| name | refine |
| description | Own and apply bounded, evidence-backed optimization of an existing Codex skill. Use after `$tune` supplies STE-v1/SDC-v2 or a complete REFINE-SKILL-v3 brief; inspect the target package, select one smallest intervention, edit only authorized files, preserve stable decision-contract IDs, and validate static structure, contract consistency, and the named behavioral `$seq` query. Not for broad historical diagnosis or system-managed skill optimization. |
Refine
Mission
$refine is the user-owned skill optimizer.
$seq gathers evidence
$tune diagnoses the gap and expected decision delta
$refine owns package optimization, editing, and validation
Do not delegate optimization to a system-managed skill-optimizer.

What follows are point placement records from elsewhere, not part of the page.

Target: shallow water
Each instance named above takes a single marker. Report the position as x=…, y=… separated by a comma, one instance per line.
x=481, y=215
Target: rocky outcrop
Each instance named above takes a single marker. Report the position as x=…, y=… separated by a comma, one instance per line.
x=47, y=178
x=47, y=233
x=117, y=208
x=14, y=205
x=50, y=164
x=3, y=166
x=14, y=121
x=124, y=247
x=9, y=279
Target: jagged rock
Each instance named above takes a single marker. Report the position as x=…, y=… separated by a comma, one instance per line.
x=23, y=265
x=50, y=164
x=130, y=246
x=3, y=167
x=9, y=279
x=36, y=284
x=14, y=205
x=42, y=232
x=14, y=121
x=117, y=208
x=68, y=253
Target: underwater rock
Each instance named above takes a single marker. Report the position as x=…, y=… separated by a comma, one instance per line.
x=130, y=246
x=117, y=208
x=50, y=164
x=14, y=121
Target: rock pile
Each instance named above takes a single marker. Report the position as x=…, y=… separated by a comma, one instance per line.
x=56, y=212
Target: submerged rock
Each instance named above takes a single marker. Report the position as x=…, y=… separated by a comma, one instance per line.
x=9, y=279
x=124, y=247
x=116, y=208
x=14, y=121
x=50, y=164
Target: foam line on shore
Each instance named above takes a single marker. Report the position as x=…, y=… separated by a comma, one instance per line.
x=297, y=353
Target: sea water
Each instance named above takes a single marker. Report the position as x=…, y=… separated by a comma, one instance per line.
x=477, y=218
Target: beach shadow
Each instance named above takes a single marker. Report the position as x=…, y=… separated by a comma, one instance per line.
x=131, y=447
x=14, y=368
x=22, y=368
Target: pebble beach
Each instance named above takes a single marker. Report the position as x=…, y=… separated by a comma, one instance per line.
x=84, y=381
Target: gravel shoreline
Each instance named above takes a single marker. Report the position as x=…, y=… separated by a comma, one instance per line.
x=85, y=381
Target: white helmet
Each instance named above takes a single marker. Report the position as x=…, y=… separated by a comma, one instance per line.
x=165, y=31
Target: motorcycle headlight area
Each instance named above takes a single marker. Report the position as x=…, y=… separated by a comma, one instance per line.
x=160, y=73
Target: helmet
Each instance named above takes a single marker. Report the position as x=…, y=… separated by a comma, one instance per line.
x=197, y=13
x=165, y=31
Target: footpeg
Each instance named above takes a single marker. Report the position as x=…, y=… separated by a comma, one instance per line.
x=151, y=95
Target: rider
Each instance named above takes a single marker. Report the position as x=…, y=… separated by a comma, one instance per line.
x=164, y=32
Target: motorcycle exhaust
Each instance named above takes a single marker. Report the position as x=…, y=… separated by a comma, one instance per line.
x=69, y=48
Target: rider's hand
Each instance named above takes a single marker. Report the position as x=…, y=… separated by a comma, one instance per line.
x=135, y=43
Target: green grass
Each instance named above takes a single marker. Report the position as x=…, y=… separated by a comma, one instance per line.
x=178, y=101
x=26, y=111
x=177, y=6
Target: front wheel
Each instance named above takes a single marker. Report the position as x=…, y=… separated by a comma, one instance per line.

$refine may use read-only evidence/modeling subagents supplied by the parent, but root owns all skill-package edits.
Activation boundary
Use $refine when the user explicitly authorizes skill changes and one of these exists:
STE-v1 + SDC-v2
REFINE-SKILL-v3 brief
explicit current-turn defect with a complete edit boundary
Do not use $refine to decide whether a skill should change.
Return to $tune when:
- the gap is not established;
- the expected decision/execution delta is unclear;
- the target skill or allowed files are unknown;
- historical evidence still needs interpretation;
- the request is proposal-only.
Modes
Choose exactly one:
inspect
apply
validate
regression
inspect
Inspect the target package against an already supplied brief.
Return the smallest viable intervention and validation plan.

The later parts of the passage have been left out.